Hydrogeologic influence on changes in snowmelt runoff with climate warming: Numerical experiments on a mid-elevation catchment in the Sierra Nevada, USA.

Published in Journal of Hydrology, 533:332-342 
Authors

Jepsen, S.M., Harmon, T.C., Meadows, M.W. and Hunsaker, C.T.

Publication year 2016
DOI https://doi.org/10.1016/j.jhydrol.2015.12.010
Affiliations

University of California Merced, School of Engineering, Science & Engineering Bldg. 2, 5200 N. Lake Road, Merced, CA 95343, USA, University of California Merced, Sierra Nevada Research Institute, Science & Engineering Bldg., 5200 N. Lake Road, Merced, CA 95343, USA, U.S. Department of Agriculture, Forest Service, Pacific Southwest Research Station, 2081 E. Sierra Avenue, Fresno, CA 93710, USA

IAI Program

CRN3

 

 

IAI Project CRN3038
Keywords

Highlights

•Warming induced snowfall-to-rainfall transitions would alter mountain stream runoff.

•We modeled the coupling between runoff changes and subsurface hydrologic properties.

•Models were applied to a 1-km2, mid-elevation catchment in the Sierra Nevada, USA.

•Variation in hydrologic properties can be as important as atmospheric warming alone.

•Greater subsurface storage capacities lead to greater reductions in annual runoff.

Abstract

The role of hydrogeology in mediating long-term changes in mountain streamflow, resulting from reduced snowfall in a potentially warmer climate, is currently not well understood.
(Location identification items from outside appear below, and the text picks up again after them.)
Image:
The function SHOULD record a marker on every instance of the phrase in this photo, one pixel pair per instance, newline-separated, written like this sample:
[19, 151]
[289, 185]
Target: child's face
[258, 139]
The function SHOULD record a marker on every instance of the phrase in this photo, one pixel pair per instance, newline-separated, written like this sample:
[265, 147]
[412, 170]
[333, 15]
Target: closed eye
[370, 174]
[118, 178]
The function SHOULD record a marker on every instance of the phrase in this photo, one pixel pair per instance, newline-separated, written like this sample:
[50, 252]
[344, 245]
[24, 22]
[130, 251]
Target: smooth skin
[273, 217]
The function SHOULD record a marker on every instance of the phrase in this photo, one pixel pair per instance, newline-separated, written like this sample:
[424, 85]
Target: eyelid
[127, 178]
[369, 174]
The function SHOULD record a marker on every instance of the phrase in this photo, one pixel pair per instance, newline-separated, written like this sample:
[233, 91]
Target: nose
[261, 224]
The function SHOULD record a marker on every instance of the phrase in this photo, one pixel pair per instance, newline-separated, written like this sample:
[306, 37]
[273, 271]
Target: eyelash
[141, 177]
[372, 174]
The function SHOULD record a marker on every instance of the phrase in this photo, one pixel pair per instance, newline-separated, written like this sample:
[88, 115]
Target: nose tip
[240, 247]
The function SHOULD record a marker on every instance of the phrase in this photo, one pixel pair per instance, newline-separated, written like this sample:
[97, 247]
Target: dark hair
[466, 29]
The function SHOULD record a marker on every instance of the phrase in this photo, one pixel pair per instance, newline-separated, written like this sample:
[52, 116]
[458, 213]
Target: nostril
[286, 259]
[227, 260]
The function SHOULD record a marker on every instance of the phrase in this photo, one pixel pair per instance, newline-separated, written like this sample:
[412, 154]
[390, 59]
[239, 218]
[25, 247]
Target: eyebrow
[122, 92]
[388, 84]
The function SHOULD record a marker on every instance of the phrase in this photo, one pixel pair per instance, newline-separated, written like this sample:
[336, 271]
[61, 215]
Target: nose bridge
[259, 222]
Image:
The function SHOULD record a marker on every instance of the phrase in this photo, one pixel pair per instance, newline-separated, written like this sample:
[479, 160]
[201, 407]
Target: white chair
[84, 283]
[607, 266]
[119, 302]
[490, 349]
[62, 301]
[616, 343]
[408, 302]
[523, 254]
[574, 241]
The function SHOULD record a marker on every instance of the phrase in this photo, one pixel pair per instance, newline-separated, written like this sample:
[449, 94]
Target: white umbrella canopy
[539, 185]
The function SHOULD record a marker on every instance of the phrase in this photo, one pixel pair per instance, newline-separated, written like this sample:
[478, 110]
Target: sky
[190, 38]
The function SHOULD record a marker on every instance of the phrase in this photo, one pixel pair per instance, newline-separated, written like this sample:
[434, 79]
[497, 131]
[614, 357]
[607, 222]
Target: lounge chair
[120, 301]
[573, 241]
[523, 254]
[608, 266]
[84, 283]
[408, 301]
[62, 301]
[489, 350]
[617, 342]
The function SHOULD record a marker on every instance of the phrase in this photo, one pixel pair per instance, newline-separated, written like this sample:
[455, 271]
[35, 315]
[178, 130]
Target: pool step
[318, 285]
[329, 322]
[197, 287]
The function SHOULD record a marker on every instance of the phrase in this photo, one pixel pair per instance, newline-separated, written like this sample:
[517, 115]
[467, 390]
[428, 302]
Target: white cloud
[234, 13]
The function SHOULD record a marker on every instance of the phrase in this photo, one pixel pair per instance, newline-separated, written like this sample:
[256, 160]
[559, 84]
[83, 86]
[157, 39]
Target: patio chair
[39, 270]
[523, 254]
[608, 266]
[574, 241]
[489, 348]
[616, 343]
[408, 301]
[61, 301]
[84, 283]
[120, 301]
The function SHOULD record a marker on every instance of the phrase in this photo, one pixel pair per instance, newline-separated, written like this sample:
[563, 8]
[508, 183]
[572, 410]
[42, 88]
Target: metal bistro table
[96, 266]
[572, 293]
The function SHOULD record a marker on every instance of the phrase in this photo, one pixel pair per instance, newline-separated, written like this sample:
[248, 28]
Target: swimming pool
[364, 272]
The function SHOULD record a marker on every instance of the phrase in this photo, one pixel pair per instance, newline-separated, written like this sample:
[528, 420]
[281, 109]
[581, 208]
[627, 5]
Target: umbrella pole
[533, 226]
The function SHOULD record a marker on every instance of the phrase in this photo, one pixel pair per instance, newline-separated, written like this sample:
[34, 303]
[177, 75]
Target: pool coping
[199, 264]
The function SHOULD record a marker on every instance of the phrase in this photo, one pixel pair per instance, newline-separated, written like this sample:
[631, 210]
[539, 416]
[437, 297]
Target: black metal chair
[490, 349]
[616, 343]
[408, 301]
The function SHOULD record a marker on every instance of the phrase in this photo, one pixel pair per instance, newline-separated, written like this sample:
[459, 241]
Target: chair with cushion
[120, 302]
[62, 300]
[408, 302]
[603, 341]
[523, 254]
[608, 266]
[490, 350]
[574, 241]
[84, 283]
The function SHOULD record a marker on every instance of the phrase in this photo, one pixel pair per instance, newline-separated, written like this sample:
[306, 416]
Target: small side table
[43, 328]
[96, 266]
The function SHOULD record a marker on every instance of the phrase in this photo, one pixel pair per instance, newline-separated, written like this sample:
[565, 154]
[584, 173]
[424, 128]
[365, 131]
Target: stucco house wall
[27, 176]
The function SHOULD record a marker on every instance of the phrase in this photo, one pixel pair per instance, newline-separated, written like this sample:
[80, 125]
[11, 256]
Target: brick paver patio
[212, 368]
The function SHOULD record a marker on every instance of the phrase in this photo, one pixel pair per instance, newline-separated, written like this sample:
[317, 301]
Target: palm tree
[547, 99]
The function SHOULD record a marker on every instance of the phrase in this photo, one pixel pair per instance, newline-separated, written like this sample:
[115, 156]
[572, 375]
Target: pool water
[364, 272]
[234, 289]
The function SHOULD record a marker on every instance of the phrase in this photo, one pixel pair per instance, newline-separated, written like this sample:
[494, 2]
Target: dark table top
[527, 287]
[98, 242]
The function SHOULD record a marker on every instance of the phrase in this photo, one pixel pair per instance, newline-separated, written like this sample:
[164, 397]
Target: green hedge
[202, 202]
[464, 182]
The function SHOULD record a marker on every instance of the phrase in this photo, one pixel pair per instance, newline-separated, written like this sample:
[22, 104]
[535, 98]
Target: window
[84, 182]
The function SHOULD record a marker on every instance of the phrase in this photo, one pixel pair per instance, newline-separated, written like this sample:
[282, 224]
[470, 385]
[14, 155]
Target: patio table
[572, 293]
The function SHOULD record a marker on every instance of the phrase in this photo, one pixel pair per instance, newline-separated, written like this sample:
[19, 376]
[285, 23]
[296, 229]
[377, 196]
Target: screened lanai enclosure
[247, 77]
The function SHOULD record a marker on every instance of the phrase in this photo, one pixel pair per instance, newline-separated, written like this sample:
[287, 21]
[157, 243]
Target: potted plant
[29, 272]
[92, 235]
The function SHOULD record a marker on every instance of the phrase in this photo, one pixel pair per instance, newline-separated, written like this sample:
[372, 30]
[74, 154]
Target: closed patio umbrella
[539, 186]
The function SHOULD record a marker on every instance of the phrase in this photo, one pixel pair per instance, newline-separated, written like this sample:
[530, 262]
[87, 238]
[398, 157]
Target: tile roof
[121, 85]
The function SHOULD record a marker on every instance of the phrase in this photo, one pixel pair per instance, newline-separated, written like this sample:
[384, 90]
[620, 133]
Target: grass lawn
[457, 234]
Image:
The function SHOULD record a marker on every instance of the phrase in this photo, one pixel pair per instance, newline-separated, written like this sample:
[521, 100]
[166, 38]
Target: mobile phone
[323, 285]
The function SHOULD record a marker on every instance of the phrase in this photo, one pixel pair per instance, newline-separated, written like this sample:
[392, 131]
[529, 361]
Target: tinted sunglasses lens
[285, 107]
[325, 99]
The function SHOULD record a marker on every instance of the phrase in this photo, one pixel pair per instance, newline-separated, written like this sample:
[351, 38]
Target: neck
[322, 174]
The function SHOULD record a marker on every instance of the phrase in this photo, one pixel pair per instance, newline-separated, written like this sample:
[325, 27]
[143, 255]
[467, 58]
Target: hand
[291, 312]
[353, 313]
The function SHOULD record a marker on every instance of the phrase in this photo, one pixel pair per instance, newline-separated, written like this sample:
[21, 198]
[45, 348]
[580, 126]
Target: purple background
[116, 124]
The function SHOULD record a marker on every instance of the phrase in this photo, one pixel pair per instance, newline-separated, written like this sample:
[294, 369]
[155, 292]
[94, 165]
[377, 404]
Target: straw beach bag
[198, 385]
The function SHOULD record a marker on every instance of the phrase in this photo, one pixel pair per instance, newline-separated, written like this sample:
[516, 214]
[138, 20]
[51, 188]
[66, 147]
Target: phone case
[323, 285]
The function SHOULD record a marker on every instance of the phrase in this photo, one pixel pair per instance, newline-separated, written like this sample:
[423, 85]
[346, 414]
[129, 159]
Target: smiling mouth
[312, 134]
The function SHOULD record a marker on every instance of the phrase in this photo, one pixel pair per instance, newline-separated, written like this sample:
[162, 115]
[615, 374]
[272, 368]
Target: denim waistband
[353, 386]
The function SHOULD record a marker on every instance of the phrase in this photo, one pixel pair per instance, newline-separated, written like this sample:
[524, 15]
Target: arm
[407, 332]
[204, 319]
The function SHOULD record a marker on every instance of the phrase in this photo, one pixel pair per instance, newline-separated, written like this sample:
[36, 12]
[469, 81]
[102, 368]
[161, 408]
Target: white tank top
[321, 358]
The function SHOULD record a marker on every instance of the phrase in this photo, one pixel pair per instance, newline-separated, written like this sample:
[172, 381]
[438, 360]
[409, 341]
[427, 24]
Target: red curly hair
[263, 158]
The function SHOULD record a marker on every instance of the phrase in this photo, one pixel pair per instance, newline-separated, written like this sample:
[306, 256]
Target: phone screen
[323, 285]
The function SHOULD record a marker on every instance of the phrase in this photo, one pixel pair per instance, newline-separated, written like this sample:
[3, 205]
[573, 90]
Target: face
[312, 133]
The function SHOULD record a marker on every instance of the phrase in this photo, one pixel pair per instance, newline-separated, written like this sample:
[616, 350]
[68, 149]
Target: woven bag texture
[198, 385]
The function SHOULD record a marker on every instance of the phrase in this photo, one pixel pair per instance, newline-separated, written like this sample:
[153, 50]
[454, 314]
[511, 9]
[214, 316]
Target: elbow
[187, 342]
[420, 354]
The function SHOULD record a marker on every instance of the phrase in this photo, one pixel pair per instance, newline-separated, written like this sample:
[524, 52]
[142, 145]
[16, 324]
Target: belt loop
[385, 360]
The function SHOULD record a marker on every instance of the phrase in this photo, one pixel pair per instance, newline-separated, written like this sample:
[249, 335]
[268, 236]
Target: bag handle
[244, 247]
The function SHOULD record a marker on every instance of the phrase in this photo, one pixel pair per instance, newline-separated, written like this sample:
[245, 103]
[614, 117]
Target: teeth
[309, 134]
We explore this by simulating changes in stream discharge and evapotranspiration from a mid-elevation, 1-km2 catchment in the southern Sierra Nevada of California (USA) in response to reduced snowfall under warmer conditions, for a plausible range in subsurface hydrologic properties. Simulations are performed using a numerical watershed model, the Penn State Integrated Hydrologic Model (PIHM), constrained by observations from a meteorological station, stream gauge, and eddy covariance tower. We predict that the fraction of precipitation occurring as snowfall would decrease from approximately 47% at current conditions to 25%, 12%, and 5% for air temperature changes of +2, +4, and +6 °C. For each of these warming scenarios, changes in mean annual discharge and evapotranspiration simulated by the different plausible soil models show large ranges relative to averages, with coefficients of variation ranging from &minus3 to 3 depending on warming scenario. With warming and reduced snowfall, substrates with greater storage capacity show less soil moisture limitation on evapotranspiration during the late spring and summer, resulting in greater reductions in annual stream discharge. These findings indicate that the hydrologic response of mountain catchments to atmospheric warming and reduced snowfall may substantially vary across elevations with differing soil and regolith properties, a relationship not typically accounted for in approaches relying on space-for-time substitution. An additional implication of our results is that model simulations of annual stream discharge in response to snowfall-to-rainfall transitions may be relatively uncertain for study areas where subsurface properties are not well constrained.